Within the corporate turnarounds I have been involved with (through strategic realignment, targeted product innovation, and focussed tactical plans), crises of any kind represent a rare opportunity for strategic transformation of their businesses. There is broad acceptance that something big is wrong as well as that something even bigger is needed to change their future. Just getting the next product out or landing the next customer is understood almost never to be a solution to this scale of an issue. It is easy to get the attention of the management team and to launch big initiatives.

Unfortunately, the most we seem to be doing with our current government approaches is, after banks and others have received their bailout funds, to threaten them either not to give any more — or to take take away what has already been awarded if their situation doesn’t improve (as they have told the auto companies).

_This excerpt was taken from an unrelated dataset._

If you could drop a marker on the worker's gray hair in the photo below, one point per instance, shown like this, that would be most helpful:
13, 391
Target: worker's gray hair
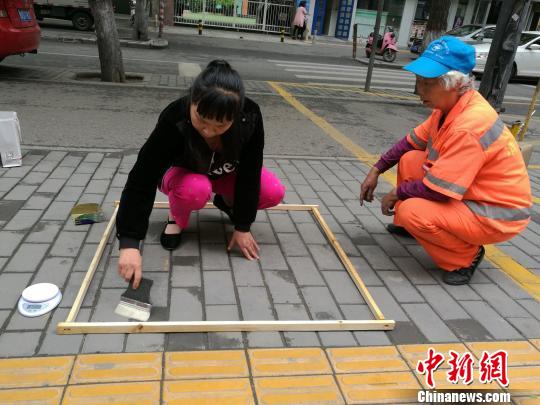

What we need instead is first to launch a high-level strategic effort to reshape the fundamentals of our economic structure. We need to tell the companies that have received these bailout funds that they must disclose previously privately-held information in order to assist that strategic effort. We need to form teams to support this which include both those who understand the system intimately as well as brilliant strategic thinkers who come from outside the existing system, so we do not get stuck in a quicksand of old ideas. And we need to prepare the American public that we are going to be shaking things up in a way never seen before.

The Titanic is sinking, people. We should insist on far more than just paying for new patches to keep it afloat.


1 Comment for 'Stop Rearranging the Deck Chairs'

  1.  
    Mary Ann Gallagher
    September 17, 2009 | 10:02 am
     

    Could not agree more!!! And almost a year later I see later still see no fundamental changes. Also, the same people are still leading organizations that played fundamental roles in leading us in this crisis.